Hi. My child has an IQ of 140, can juggle fire and is an accomplished French chef. He was recently contacted by NASA to lead the next space mission to Mars. He is only 5, but reads at the college level. Tell me, can you accommodate such brilliance at your elementary school, here in the suburbs of Anytown, USA?
These were the types of inquiries I witnessed on a recent elementary school tour for parents of KINDERGARTNERS and FIRST GRADERS. Personally, I was just wondering how much I have to pay for the after school bug collection club if little Johnnie decides he wants to join. Does your school offer an art program because he likes to draw. Will he have any homework at night – I hope not too much because he loves zoning out for an hour after school in front of mindless Disney programming while I make dinner…
Maybe I should just succumb to the inevitable label of “Parent Who Celebrates Underachievement.” I haven’t even become the parent of a first-grader yet and the parents on this tour terrified me. I was about to pick my son up and shove him back up into my womb right then and there on the tour. I wondered if they would have all brought their kids on the tour, like I did, would their sons and daughters have been dragging about 20 minutes in, complaining about how hungry and tired they were?

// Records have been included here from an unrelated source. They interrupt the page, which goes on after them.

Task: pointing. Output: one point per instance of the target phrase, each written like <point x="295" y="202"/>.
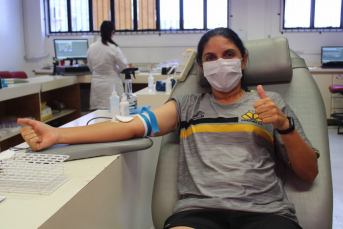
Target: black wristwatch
<point x="290" y="129"/>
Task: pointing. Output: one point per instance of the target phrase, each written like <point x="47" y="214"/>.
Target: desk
<point x="23" y="100"/>
<point x="103" y="192"/>
<point x="325" y="77"/>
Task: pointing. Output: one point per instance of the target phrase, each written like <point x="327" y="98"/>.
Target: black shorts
<point x="225" y="219"/>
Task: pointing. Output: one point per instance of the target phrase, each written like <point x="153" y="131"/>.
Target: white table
<point x="103" y="192"/>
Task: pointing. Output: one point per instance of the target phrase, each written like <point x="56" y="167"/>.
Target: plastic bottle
<point x="124" y="106"/>
<point x="168" y="85"/>
<point x="114" y="101"/>
<point x="150" y="79"/>
<point x="131" y="98"/>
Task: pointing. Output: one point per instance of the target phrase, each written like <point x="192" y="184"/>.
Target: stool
<point x="337" y="89"/>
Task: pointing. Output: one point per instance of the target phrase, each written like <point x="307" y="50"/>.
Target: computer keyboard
<point x="332" y="66"/>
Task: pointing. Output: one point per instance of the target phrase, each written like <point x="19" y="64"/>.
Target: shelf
<point x="60" y="114"/>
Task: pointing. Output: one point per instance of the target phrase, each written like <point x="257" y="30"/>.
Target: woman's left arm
<point x="302" y="157"/>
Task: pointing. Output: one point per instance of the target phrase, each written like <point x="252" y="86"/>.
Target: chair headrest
<point x="268" y="62"/>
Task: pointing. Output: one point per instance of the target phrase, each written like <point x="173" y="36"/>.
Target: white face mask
<point x="223" y="74"/>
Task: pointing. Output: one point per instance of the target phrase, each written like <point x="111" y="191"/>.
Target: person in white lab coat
<point x="106" y="61"/>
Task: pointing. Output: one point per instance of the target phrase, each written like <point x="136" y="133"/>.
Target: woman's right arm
<point x="40" y="136"/>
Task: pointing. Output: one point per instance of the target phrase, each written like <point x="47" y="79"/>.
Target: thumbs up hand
<point x="268" y="112"/>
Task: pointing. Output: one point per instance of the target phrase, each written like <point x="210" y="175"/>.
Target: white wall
<point x="12" y="49"/>
<point x="255" y="19"/>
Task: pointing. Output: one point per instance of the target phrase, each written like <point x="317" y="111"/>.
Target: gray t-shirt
<point x="228" y="156"/>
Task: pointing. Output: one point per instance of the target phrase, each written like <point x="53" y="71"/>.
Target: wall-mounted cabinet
<point x="23" y="100"/>
<point x="324" y="79"/>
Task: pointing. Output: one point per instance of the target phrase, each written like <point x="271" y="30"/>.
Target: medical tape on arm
<point x="149" y="121"/>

It makes me nervous when one of my kid’s teachers says that he or she is a baby genius. I think teachers and daycare providers are especially skilled that they can even get those words out of their mouths with a straight face. My suggestions to parents who hear this message from their child’s teacher: this doesn’t mean they are suggesting that your kid should just skip elementary school altogether. Please don’t go around telling the rest of us parents on your school visit that little Barbie is applying for Mensa membership and you are not sure if this school is adequate for her. It won’t be if, in class, she is sitting next to my daughter, who stuck her finger in a pencil sharpener last week to see how it felt. Maybe your questions should not be directed at the principal, but at the parents of other potential enrollees. My kids get excited over stinky farts, love hunting for tiny spiders in my bathroom, and can cut play-dough with scissors for hours with the best of them. My child will be your child’s “compadre.” Are you ready for that?